Photo: CNBC
Cloudflare is expanding its role in the artificial intelligence ecosystem with the acquisition of Human Native, a U.K.-based AI data marketplace designed to manage transactions between AI developers and content creators. The move signals a deeper commitment by the internet infrastructure company to reshape how training data is sourced, licensed, and paid for in an AI-driven web.
While Cloudflare declined to disclose financial terms of the deal, the company said the acquisition will accelerate its efforts to build tools that allow AI developers to find, access, and purchase high-quality data through clear, fair, and transparent channels.
Building a Market for Paid AI Data
At the core of the acquisition is a simple but increasingly urgent problem: AI models rely on massive volumes of human-created content, yet creators have had limited control or compensation when their work is used for training. Human Native was built to solve that gap by acting as a marketplace and transaction layer between data owners and AI builders.
Cloudflare CEO Matthew Prince said the acquisition aligns with the company’s belief that creators should retain control over how their work is used, whether it is written for human audiences, optimized for AI systems, or licensed for model training.
According to Cloudflare, integrating Human Native’s technology will allow the company to move faster in developing systems where AI developers pay creators directly for the content used in training and inference, rather than relying on large-scale web scraping.
Why This Matters for the Open Internet
The deal comes at a time when disputes over data rights, AI training, and content monetization are intensifying across the technology industry. Publishers, artists, and platforms are increasingly pushing back against the idea that their content can be freely ingested by AI systems without permission or compensation.

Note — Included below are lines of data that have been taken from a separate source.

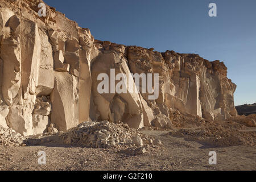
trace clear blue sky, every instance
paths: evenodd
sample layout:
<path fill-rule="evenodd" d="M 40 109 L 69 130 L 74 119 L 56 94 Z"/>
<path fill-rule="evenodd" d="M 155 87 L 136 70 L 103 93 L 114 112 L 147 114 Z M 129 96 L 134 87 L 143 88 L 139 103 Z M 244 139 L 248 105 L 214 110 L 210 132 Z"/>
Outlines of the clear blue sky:
<path fill-rule="evenodd" d="M 220 60 L 235 104 L 256 102 L 256 0 L 45 0 L 96 39 Z M 208 5 L 217 4 L 217 17 Z"/>

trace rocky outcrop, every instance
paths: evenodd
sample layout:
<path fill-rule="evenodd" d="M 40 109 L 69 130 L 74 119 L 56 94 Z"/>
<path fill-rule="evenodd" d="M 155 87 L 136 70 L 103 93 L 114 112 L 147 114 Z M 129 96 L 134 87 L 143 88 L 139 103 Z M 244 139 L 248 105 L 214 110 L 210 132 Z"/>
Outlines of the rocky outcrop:
<path fill-rule="evenodd" d="M 53 7 L 39 16 L 40 2 L 0 1 L 3 127 L 30 135 L 92 120 L 165 127 L 175 111 L 210 120 L 236 115 L 236 86 L 222 62 L 96 40 Z M 152 82 L 138 84 L 135 75 Z"/>

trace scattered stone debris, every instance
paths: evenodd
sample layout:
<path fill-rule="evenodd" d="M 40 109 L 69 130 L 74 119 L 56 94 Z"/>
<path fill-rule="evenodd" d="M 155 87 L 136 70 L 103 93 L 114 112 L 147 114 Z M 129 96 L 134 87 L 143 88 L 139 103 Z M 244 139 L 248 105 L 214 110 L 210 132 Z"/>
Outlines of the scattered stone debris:
<path fill-rule="evenodd" d="M 129 128 L 127 124 L 116 124 L 108 121 L 82 123 L 63 133 L 60 137 L 65 144 L 92 148 L 108 148 L 118 145 L 141 147 L 143 146 L 143 139 L 147 141 L 145 144 L 152 144 L 151 139 L 140 136 L 138 130 Z M 144 150 L 137 153 L 144 154 Z"/>
<path fill-rule="evenodd" d="M 230 127 L 229 125 L 233 126 Z M 212 123 L 207 127 L 176 129 L 168 135 L 215 147 L 255 146 L 256 131 L 245 132 L 243 126 L 240 126 L 234 123 Z"/>

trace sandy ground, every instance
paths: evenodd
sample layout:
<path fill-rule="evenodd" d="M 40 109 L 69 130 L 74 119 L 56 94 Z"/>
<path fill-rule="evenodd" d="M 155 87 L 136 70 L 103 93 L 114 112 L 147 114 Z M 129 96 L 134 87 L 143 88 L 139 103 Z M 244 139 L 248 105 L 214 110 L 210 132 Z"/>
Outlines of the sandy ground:
<path fill-rule="evenodd" d="M 184 138 L 168 135 L 170 131 L 142 130 L 162 141 L 151 152 L 131 155 L 117 148 L 47 146 L 0 146 L 1 170 L 256 170 L 256 147 L 212 147 Z M 38 163 L 38 153 L 46 154 L 46 164 Z M 210 165 L 209 152 L 217 153 L 217 164 Z"/>

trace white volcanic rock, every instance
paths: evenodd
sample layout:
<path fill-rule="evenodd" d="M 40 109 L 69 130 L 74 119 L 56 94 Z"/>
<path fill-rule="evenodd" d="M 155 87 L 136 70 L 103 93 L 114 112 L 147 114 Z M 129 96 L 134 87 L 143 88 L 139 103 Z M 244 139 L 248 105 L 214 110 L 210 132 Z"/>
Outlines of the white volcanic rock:
<path fill-rule="evenodd" d="M 223 63 L 96 40 L 47 5 L 47 16 L 39 17 L 39 2 L 0 0 L 0 126 L 29 135 L 94 120 L 168 127 L 176 111 L 210 120 L 237 115 L 236 85 Z M 141 84 L 139 93 L 129 93 L 133 79 L 127 93 L 100 93 L 98 76 L 111 78 L 110 69 L 127 78 L 158 73 L 158 98 L 149 100 Z"/>

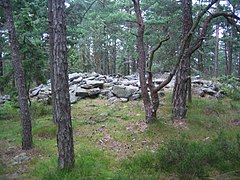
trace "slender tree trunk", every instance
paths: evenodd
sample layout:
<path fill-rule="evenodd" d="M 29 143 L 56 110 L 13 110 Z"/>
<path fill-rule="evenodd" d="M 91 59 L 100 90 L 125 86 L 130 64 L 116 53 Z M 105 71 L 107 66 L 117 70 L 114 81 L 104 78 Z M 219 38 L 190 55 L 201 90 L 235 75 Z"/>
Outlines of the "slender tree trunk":
<path fill-rule="evenodd" d="M 49 34 L 49 62 L 50 62 L 50 79 L 51 79 L 51 93 L 52 93 L 52 114 L 53 114 L 53 122 L 56 124 L 57 123 L 57 118 L 56 118 L 56 104 L 55 99 L 55 87 L 54 87 L 54 68 L 53 68 L 53 48 L 54 48 L 54 34 L 53 34 L 53 9 L 52 9 L 52 2 L 53 0 L 48 0 L 48 34 Z"/>
<path fill-rule="evenodd" d="M 214 76 L 218 77 L 218 49 L 219 49 L 219 24 L 216 25 L 216 45 L 214 56 Z"/>
<path fill-rule="evenodd" d="M 240 53 L 238 54 L 238 77 L 240 77 Z"/>
<path fill-rule="evenodd" d="M 204 72 L 203 55 L 201 52 L 198 53 L 198 70 L 202 73 Z"/>
<path fill-rule="evenodd" d="M 53 15 L 53 17 L 49 17 L 49 21 L 52 21 L 50 24 L 53 25 L 51 34 L 53 37 L 51 38 L 54 40 L 50 54 L 53 55 L 53 79 L 51 83 L 55 90 L 53 106 L 55 106 L 55 118 L 58 126 L 58 167 L 59 169 L 69 169 L 74 166 L 74 146 L 67 72 L 65 5 L 63 0 L 50 0 L 49 3 Z"/>
<path fill-rule="evenodd" d="M 187 61 L 188 57 L 182 59 L 176 73 L 176 79 L 173 89 L 173 115 L 176 119 L 183 119 L 187 113 L 186 97 L 187 97 Z"/>
<path fill-rule="evenodd" d="M 0 77 L 3 77 L 3 59 L 2 59 L 2 51 L 0 51 Z M 0 95 L 3 93 L 4 88 L 0 86 Z"/>
<path fill-rule="evenodd" d="M 117 62 L 117 39 L 114 38 L 112 53 L 112 74 L 116 74 L 116 62 Z"/>
<path fill-rule="evenodd" d="M 141 86 L 141 93 L 143 98 L 144 109 L 146 113 L 146 121 L 148 123 L 153 122 L 156 120 L 156 112 L 154 112 L 153 105 L 151 103 L 148 88 L 146 83 L 146 52 L 144 47 L 144 22 L 141 16 L 140 4 L 139 0 L 133 0 L 134 3 L 134 10 L 137 17 L 138 22 L 138 32 L 137 32 L 137 53 L 138 53 L 138 60 L 139 60 L 139 79 L 140 79 L 140 86 Z"/>
<path fill-rule="evenodd" d="M 232 29 L 230 29 L 230 31 L 232 31 Z M 230 32 L 230 41 L 228 42 L 228 62 L 229 62 L 229 66 L 228 66 L 228 75 L 232 75 L 232 67 L 233 67 L 233 58 L 232 58 L 232 55 L 233 55 L 233 43 L 232 43 L 232 39 L 233 39 L 233 33 Z"/>
<path fill-rule="evenodd" d="M 20 60 L 19 47 L 17 43 L 16 30 L 14 26 L 12 7 L 10 0 L 3 0 L 4 15 L 7 20 L 9 31 L 9 42 L 12 51 L 12 63 L 14 68 L 15 80 L 18 90 L 18 102 L 22 116 L 22 149 L 29 150 L 32 148 L 32 124 L 28 106 L 28 92 L 24 80 L 24 71 Z"/>
<path fill-rule="evenodd" d="M 91 50 L 90 50 L 90 42 L 87 45 L 87 71 L 89 72 L 91 70 Z"/>
<path fill-rule="evenodd" d="M 99 67 L 99 55 L 98 55 L 98 51 L 96 48 L 96 44 L 93 45 L 93 55 L 94 55 L 94 64 L 95 64 L 95 71 L 97 73 L 100 72 L 100 67 Z"/>
<path fill-rule="evenodd" d="M 192 28 L 193 20 L 192 20 L 192 1 L 191 0 L 182 0 L 182 13 L 183 13 L 183 39 L 187 36 L 188 32 Z M 181 63 L 179 64 L 179 68 L 176 73 L 176 80 L 174 84 L 173 90 L 173 98 L 172 98 L 172 112 L 173 116 L 176 119 L 183 119 L 187 113 L 186 107 L 186 97 L 189 89 L 189 93 L 191 93 L 191 81 L 190 81 L 190 58 L 191 54 L 187 53 L 187 50 L 190 46 L 191 38 L 189 38 L 186 42 L 185 52 L 182 56 Z M 181 43 L 183 46 L 184 42 Z M 182 49 L 181 47 L 180 49 Z M 191 96 L 190 96 L 191 98 Z M 191 99 L 190 99 L 191 100 Z"/>
<path fill-rule="evenodd" d="M 227 43 L 224 44 L 224 55 L 225 55 L 225 76 L 228 76 L 228 52 L 227 52 Z"/>

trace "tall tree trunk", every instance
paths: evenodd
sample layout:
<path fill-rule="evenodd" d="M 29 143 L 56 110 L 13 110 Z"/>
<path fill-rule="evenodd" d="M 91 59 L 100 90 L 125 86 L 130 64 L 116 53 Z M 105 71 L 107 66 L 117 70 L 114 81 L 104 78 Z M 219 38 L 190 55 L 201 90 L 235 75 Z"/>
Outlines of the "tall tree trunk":
<path fill-rule="evenodd" d="M 95 71 L 97 73 L 100 72 L 100 67 L 99 67 L 99 55 L 98 55 L 98 50 L 97 50 L 97 47 L 96 47 L 96 42 L 94 43 L 93 45 L 93 56 L 94 56 L 94 64 L 95 64 Z"/>
<path fill-rule="evenodd" d="M 2 51 L 0 50 L 0 77 L 3 77 L 3 59 L 2 59 Z M 0 86 L 0 95 L 3 93 L 4 88 Z"/>
<path fill-rule="evenodd" d="M 114 38 L 112 52 L 112 74 L 116 74 L 116 62 L 117 62 L 117 39 Z"/>
<path fill-rule="evenodd" d="M 228 62 L 229 62 L 229 72 L 228 72 L 228 75 L 232 75 L 232 67 L 233 67 L 233 43 L 232 43 L 232 40 L 233 40 L 233 33 L 232 33 L 232 29 L 230 29 L 230 37 L 231 39 L 229 40 L 229 43 L 228 43 Z"/>
<path fill-rule="evenodd" d="M 53 68 L 53 48 L 54 48 L 54 34 L 53 34 L 53 9 L 52 9 L 52 1 L 48 0 L 48 34 L 49 34 L 49 63 L 50 63 L 50 79 L 51 79 L 51 93 L 52 93 L 52 114 L 53 114 L 53 122 L 57 123 L 57 117 L 56 117 L 56 106 L 54 106 L 55 103 L 55 87 L 54 87 L 54 68 Z"/>
<path fill-rule="evenodd" d="M 238 77 L 240 77 L 240 53 L 238 54 Z"/>
<path fill-rule="evenodd" d="M 133 0 L 134 10 L 138 22 L 138 32 L 137 32 L 137 53 L 139 60 L 139 79 L 141 86 L 141 93 L 143 98 L 144 109 L 146 113 L 146 121 L 148 123 L 156 120 L 156 112 L 154 111 L 153 105 L 148 94 L 148 88 L 146 83 L 146 52 L 144 46 L 144 22 L 141 15 L 139 0 Z"/>
<path fill-rule="evenodd" d="M 182 0 L 182 13 L 183 13 L 183 39 L 187 36 L 188 32 L 192 28 L 193 20 L 192 20 L 192 1 L 191 0 Z M 191 38 L 188 38 L 185 45 L 185 52 L 182 56 L 181 63 L 176 73 L 176 80 L 174 84 L 173 90 L 173 103 L 172 103 L 172 111 L 173 115 L 176 119 L 183 119 L 187 113 L 186 107 L 186 97 L 187 97 L 187 89 L 191 91 L 191 81 L 190 81 L 190 58 L 191 54 L 187 53 L 187 50 L 190 46 Z M 183 46 L 184 42 L 181 43 Z M 180 49 L 182 49 L 181 47 Z M 188 88 L 187 88 L 188 87 Z M 191 92 L 189 92 L 191 93 Z M 191 97 L 191 96 L 190 96 Z"/>
<path fill-rule="evenodd" d="M 53 36 L 51 38 L 54 40 L 50 54 L 52 53 L 53 56 L 53 79 L 51 83 L 55 90 L 53 106 L 55 106 L 55 118 L 58 127 L 58 167 L 59 169 L 69 169 L 74 166 L 74 146 L 67 72 L 65 5 L 63 0 L 50 0 L 49 3 L 53 15 L 53 17 L 49 17 L 53 28 L 50 35 Z"/>
<path fill-rule="evenodd" d="M 200 52 L 198 53 L 198 70 L 200 72 L 204 72 L 204 66 L 203 66 L 203 55 L 202 55 L 202 51 L 200 50 Z"/>
<path fill-rule="evenodd" d="M 228 52 L 227 43 L 224 43 L 224 56 L 225 56 L 225 76 L 228 76 Z"/>
<path fill-rule="evenodd" d="M 219 49 L 219 24 L 216 25 L 216 45 L 214 56 L 214 76 L 218 77 L 218 49 Z"/>
<path fill-rule="evenodd" d="M 12 63 L 18 90 L 18 102 L 20 105 L 22 116 L 22 149 L 29 150 L 32 148 L 33 143 L 31 116 L 28 106 L 28 92 L 24 80 L 24 71 L 20 60 L 11 2 L 10 0 L 3 0 L 2 2 L 4 7 L 4 15 L 7 20 L 7 26 L 9 31 L 9 42 L 12 51 Z"/>

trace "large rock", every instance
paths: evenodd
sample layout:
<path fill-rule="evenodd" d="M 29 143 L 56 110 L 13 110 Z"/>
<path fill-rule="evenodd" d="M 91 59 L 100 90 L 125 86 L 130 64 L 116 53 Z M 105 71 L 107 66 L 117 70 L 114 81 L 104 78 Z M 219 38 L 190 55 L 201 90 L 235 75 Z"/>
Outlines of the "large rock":
<path fill-rule="evenodd" d="M 88 91 L 86 89 L 83 89 L 81 87 L 77 87 L 75 90 L 75 95 L 80 98 L 88 97 Z"/>
<path fill-rule="evenodd" d="M 68 79 L 69 81 L 73 81 L 74 79 L 79 78 L 81 75 L 82 75 L 81 73 L 72 73 L 68 75 Z"/>
<path fill-rule="evenodd" d="M 78 101 L 78 97 L 75 95 L 75 93 L 70 93 L 70 103 L 74 104 Z"/>
<path fill-rule="evenodd" d="M 100 94 L 101 90 L 99 88 L 93 88 L 88 92 L 88 96 L 91 98 L 98 97 Z"/>
<path fill-rule="evenodd" d="M 6 101 L 10 101 L 11 98 L 9 95 L 0 96 L 0 104 L 4 104 Z"/>
<path fill-rule="evenodd" d="M 202 91 L 205 93 L 205 94 L 209 94 L 211 96 L 214 96 L 215 94 L 217 94 L 217 91 L 214 91 L 213 89 L 211 88 L 202 88 Z"/>
<path fill-rule="evenodd" d="M 119 98 L 129 98 L 139 89 L 134 86 L 113 86 L 112 93 Z"/>
<path fill-rule="evenodd" d="M 12 159 L 12 162 L 13 162 L 13 165 L 15 165 L 15 164 L 20 164 L 20 163 L 22 163 L 23 161 L 28 161 L 29 159 L 31 159 L 31 158 L 28 157 L 25 152 L 23 152 L 23 153 L 15 156 L 15 157 Z"/>
<path fill-rule="evenodd" d="M 104 81 L 96 81 L 96 80 L 86 80 L 86 84 L 92 86 L 93 88 L 103 89 Z"/>

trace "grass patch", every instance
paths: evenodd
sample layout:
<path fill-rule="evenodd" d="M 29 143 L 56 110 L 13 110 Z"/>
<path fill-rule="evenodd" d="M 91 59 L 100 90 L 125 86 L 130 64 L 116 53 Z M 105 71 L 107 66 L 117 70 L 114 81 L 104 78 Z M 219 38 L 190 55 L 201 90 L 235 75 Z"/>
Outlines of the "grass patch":
<path fill-rule="evenodd" d="M 56 168 L 57 157 L 54 156 L 36 165 L 31 176 L 46 180 L 69 179 L 106 179 L 112 176 L 111 160 L 104 157 L 102 151 L 91 149 L 76 153 L 75 167 L 71 171 Z"/>
<path fill-rule="evenodd" d="M 240 104 L 228 98 L 194 97 L 186 128 L 171 117 L 171 94 L 161 98 L 158 120 L 144 124 L 142 101 L 83 99 L 72 106 L 75 167 L 57 169 L 56 125 L 51 107 L 32 103 L 34 151 L 22 179 L 233 178 L 239 175 Z M 12 113 L 12 114 L 11 114 Z M 19 110 L 0 106 L 1 153 L 21 144 Z M 223 133 L 220 133 L 223 132 Z M 40 154 L 40 156 L 38 156 Z M 15 168 L 16 169 L 16 168 Z M 14 173 L 2 166 L 0 174 Z"/>

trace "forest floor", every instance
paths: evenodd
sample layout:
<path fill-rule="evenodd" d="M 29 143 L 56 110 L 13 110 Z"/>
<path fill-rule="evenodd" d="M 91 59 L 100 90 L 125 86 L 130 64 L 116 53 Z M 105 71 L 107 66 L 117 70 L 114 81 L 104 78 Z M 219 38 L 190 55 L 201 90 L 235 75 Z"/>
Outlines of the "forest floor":
<path fill-rule="evenodd" d="M 0 180 L 182 179 L 181 175 L 186 173 L 189 173 L 187 177 L 190 178 L 237 179 L 240 176 L 240 155 L 232 155 L 232 152 L 240 149 L 239 102 L 228 98 L 217 100 L 194 97 L 193 103 L 188 105 L 185 121 L 175 122 L 171 117 L 171 95 L 161 98 L 161 104 L 158 121 L 152 124 L 144 122 L 142 101 L 121 103 L 104 99 L 83 99 L 72 105 L 75 167 L 70 172 L 57 169 L 56 126 L 52 122 L 50 106 L 32 103 L 34 148 L 23 151 L 19 110 L 11 103 L 1 105 Z M 209 145 L 209 149 L 214 149 L 212 142 L 216 142 L 221 133 L 227 137 L 221 139 L 226 146 L 221 146 L 220 150 L 224 159 L 212 158 L 211 162 L 204 161 L 208 168 L 201 172 L 185 171 L 188 168 L 186 164 L 194 169 L 195 162 L 192 159 L 202 160 L 197 160 L 201 151 L 197 155 L 193 153 L 193 157 L 190 157 L 192 152 L 187 151 L 195 152 L 195 146 L 199 146 L 197 151 L 203 147 L 206 155 L 206 145 Z M 180 161 L 167 160 L 167 163 L 171 161 L 173 165 L 170 162 L 170 166 L 166 168 L 155 160 L 164 159 L 164 149 L 171 147 L 170 142 L 175 143 L 174 148 L 168 149 L 167 153 L 179 155 L 179 149 L 182 151 L 185 147 L 190 147 L 183 151 L 190 154 L 185 169 Z M 184 143 L 190 144 L 185 146 Z M 198 145 L 192 146 L 191 143 Z M 162 149 L 162 153 L 158 156 L 159 149 Z M 231 158 L 236 163 L 231 162 Z M 219 167 L 213 161 L 224 165 Z M 176 165 L 178 163 L 179 166 Z M 196 169 L 199 167 L 196 166 Z"/>

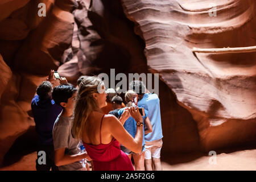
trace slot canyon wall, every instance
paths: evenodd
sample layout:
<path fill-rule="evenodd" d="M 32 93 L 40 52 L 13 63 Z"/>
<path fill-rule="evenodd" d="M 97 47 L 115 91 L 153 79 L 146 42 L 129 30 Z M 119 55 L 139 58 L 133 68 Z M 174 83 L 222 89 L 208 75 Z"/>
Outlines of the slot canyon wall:
<path fill-rule="evenodd" d="M 192 52 L 256 46 L 256 2 L 214 1 L 210 16 L 212 1 L 1 1 L 0 163 L 34 127 L 30 102 L 51 69 L 74 84 L 110 68 L 159 73 L 164 153 L 256 143 L 255 52 Z"/>

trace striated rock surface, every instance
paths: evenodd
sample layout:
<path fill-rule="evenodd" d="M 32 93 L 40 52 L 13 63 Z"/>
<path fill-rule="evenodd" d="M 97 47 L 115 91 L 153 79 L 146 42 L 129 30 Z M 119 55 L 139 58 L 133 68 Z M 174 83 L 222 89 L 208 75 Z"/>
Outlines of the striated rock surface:
<path fill-rule="evenodd" d="M 256 2 L 122 2 L 145 42 L 150 70 L 196 121 L 202 149 L 255 141 L 256 53 L 194 55 L 192 49 L 255 46 Z"/>
<path fill-rule="evenodd" d="M 2 0 L 0 164 L 34 135 L 30 102 L 52 69 L 73 84 L 110 68 L 159 73 L 163 152 L 256 142 L 255 53 L 192 51 L 256 46 L 256 2 L 212 1 Z"/>

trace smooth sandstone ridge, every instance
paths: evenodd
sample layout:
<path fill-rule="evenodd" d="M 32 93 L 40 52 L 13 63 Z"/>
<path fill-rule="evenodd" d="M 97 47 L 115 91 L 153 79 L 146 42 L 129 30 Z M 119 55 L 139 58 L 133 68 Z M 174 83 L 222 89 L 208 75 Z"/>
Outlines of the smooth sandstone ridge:
<path fill-rule="evenodd" d="M 145 42 L 149 69 L 160 74 L 192 113 L 206 150 L 256 137 L 255 49 L 192 52 L 193 47 L 255 46 L 256 2 L 212 2 L 122 1 L 135 32 Z"/>
<path fill-rule="evenodd" d="M 159 73 L 163 152 L 255 143 L 255 52 L 193 50 L 255 46 L 256 2 L 212 1 L 2 0 L 0 164 L 34 130 L 30 102 L 52 69 L 74 84 L 111 68 Z"/>

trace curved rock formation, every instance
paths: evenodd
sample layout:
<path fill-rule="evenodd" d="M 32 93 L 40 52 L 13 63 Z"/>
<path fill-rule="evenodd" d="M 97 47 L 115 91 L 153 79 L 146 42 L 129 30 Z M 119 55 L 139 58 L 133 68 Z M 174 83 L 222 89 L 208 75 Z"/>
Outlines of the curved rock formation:
<path fill-rule="evenodd" d="M 192 51 L 256 46 L 256 2 L 212 1 L 2 0 L 0 163 L 34 125 L 30 101 L 51 69 L 74 84 L 110 68 L 159 73 L 163 152 L 255 142 L 255 52 Z"/>
<path fill-rule="evenodd" d="M 192 51 L 255 46 L 256 2 L 214 2 L 122 1 L 150 69 L 192 113 L 205 150 L 256 138 L 256 53 Z"/>

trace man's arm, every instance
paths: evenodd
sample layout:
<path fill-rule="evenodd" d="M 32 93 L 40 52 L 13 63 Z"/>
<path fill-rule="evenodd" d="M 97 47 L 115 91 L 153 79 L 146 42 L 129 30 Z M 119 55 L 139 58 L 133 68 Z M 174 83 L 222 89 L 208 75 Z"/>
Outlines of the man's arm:
<path fill-rule="evenodd" d="M 81 160 L 82 159 L 86 159 L 89 161 L 91 160 L 91 159 L 86 152 L 76 155 L 65 154 L 65 148 L 56 150 L 54 152 L 54 162 L 56 166 L 71 164 Z"/>

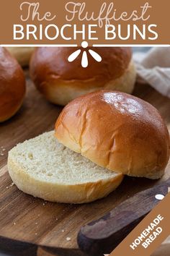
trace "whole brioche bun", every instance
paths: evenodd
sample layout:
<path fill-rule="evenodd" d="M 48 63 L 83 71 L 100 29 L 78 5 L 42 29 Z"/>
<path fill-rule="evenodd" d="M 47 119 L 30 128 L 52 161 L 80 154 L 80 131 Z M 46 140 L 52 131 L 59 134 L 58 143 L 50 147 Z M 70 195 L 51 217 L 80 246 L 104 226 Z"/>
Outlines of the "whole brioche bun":
<path fill-rule="evenodd" d="M 65 106 L 80 95 L 100 89 L 133 92 L 136 73 L 130 48 L 95 47 L 102 61 L 97 62 L 88 54 L 86 69 L 81 67 L 82 52 L 74 61 L 68 61 L 78 48 L 40 47 L 34 52 L 31 77 L 48 101 Z"/>
<path fill-rule="evenodd" d="M 66 106 L 55 137 L 73 151 L 115 172 L 158 179 L 169 158 L 169 134 L 158 111 L 126 93 L 102 90 Z"/>
<path fill-rule="evenodd" d="M 0 47 L 0 122 L 14 116 L 25 94 L 24 72 L 4 48 Z"/>
<path fill-rule="evenodd" d="M 28 66 L 35 47 L 7 47 L 12 54 L 22 67 Z"/>

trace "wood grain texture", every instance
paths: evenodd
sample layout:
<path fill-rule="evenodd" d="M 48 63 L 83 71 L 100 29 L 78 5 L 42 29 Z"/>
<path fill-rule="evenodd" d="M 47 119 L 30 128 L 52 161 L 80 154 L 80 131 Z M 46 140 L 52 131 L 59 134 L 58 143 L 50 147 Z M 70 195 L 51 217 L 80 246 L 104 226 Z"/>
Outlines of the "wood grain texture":
<path fill-rule="evenodd" d="M 170 100 L 142 83 L 136 85 L 134 94 L 156 106 L 170 130 Z M 5 149 L 4 155 L 0 155 L 0 237 L 6 238 L 5 241 L 10 239 L 42 246 L 43 252 L 47 249 L 45 247 L 50 247 L 51 250 L 49 253 L 83 256 L 85 255 L 80 252 L 76 242 L 83 225 L 98 219 L 136 192 L 158 182 L 126 177 L 122 185 L 107 198 L 82 205 L 47 202 L 12 186 L 6 166 L 8 150 L 16 143 L 52 129 L 61 110 L 61 107 L 48 103 L 27 77 L 27 97 L 22 109 L 11 120 L 0 124 L 0 155 L 1 147 Z M 170 176 L 169 172 L 169 166 L 163 179 Z M 67 237 L 71 241 L 68 242 Z M 0 248 L 4 244 L 4 239 L 0 239 Z M 6 244 L 9 248 L 10 242 Z M 37 253 L 42 249 L 37 249 Z"/>

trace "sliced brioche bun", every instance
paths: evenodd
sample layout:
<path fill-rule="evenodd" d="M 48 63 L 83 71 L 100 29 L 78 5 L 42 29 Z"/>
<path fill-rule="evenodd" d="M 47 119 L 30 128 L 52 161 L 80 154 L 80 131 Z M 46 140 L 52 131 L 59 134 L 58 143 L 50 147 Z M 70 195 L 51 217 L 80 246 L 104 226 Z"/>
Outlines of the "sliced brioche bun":
<path fill-rule="evenodd" d="M 17 187 L 45 200 L 84 203 L 106 197 L 123 176 L 99 167 L 63 145 L 54 132 L 19 144 L 9 153 L 9 175 Z"/>
<path fill-rule="evenodd" d="M 17 60 L 0 47 L 0 122 L 14 116 L 25 94 L 24 72 Z"/>
<path fill-rule="evenodd" d="M 102 58 L 96 61 L 90 55 L 89 67 L 81 67 L 81 56 L 73 62 L 68 56 L 79 48 L 40 47 L 34 52 L 30 74 L 37 88 L 50 102 L 65 106 L 74 98 L 100 89 L 131 93 L 136 72 L 130 48 L 97 47 Z"/>
<path fill-rule="evenodd" d="M 133 176 L 158 179 L 169 158 L 169 134 L 158 111 L 119 92 L 73 101 L 57 120 L 55 137 L 97 165 Z"/>
<path fill-rule="evenodd" d="M 8 51 L 22 67 L 28 66 L 35 47 L 7 47 Z"/>

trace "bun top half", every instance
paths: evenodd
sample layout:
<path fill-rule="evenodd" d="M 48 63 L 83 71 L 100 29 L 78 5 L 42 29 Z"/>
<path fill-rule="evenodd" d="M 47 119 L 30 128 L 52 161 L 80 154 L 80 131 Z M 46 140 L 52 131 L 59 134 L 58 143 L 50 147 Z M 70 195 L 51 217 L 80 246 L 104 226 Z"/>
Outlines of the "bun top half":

Cloudflare has positioned itself as an intermediary that can enforce rules at the infrastructure level. With Human Native, the company gains a transactional framework that can turn those rules into an economic model, enabling licensing, usage tracking, and payments at scale.
Prince described the acquisition as part of a broader effort to protect the long-term sustainability of the open internet, arguing that without viable business models for creators, the quality and diversity of online content will erode over time.
Expanding an Existing AI Strategy
The Human Native acquisition builds on initiatives Cloudflare has already launched to address AI-driven traffic and data usage. Last summer, the company introduced AI Crawl Control, a product that allows website owners to block, allow, or monetize AI crawlers that scan sites to collect training data for large language models.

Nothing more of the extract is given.